Gauquelin LERRCP - file D6

The main problem of page 902gdD6.html is that it contains neither place name nor country. So it is impossible to compute timezone offset without restoration. Country restoration is done using reverse geocoding. This also permits to compute place names, but does not always give the exact birth place. This restoration needs to be bettered, birth place restoration is currently not included in the resulting file.
Accoding to cura.free.fr : D6 contains 450 New famous European Sports Champions but only 449 were found in the file.
Computation of timezone offset is also possible but hasn't been coded yet.
To import raw file in database, the following commands must be issued :
php run-g5.php cura D6 raw2tmp
php run-g5.php cura D6 addGeo
php run-g5.php cura D6 tmp2db

Preparatory code

Cura file contains 32 names that can't be easily split to family / given names by program.

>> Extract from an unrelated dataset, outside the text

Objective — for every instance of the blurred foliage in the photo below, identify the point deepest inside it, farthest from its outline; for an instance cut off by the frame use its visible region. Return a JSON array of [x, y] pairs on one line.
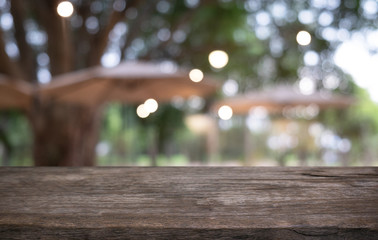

To handle these cases, the command
php run-g5.php cura D6 look emptyGiven
was used to build array $NAMES_CORRECTIONS of raw2tmp.
One case could not be fixed : 115 Crossalexander 1919-06-16 15:30

raw2tmp

This step copies and reformat the informations of 902gdD6.html to a csv file in directory data/tmp/cura.
  • Notice of page 902gdD6.html says the file contains 450 persons, but it contains in fact 449 (NUM 234 is missing).
    So the generated file contains 449 persons.
  • For record 356 Ruiz Bernardo, a check on wikipedia shows that he is born in Orihuela, ES, which shows that there is an error in cura file (latitude should be 38N05 instead of 36N05). The correction was added to step raw2tmp().
  • Fixes on names are also included in raw2tmp code.

addGeo

Current code does not use anymore Geonames web service.
Result of previous calls to geonames web service was copied to
data/build/geonames/D6.csv
addGeo contains temporary code using this file to restore country code.
Documentation of this paragraph is obsolete.
This step computes country code and might be bettered to also compute place name.
The principle is to call geonames.org web service to perform reverse geocoding (compute place from longitude and latitude).
In practice, a new directory was added in config : 5-geonames, located by default in data/5-tmp/geonames.
For each row of D6, addGeo :
  • Checks in 5-geonames/D6.csv if geocoding was already computed.
  • If not, it calls geonames.org web service, add informations to 5-geonames/D6.csv and rewrites this updated file on disk.
  • Transfers the informations of 5-geonames/D6.csv to 5-tmp/D6.csv
Rewriting 5-geonames/D6.csv after each call to geonames.org permits to stop the execution and start it again without re-calling geonames.org web service for records that have already been computed.
Reverse geocoding gave a result for all records except for 356 Ruiz Bernardo (see correction above).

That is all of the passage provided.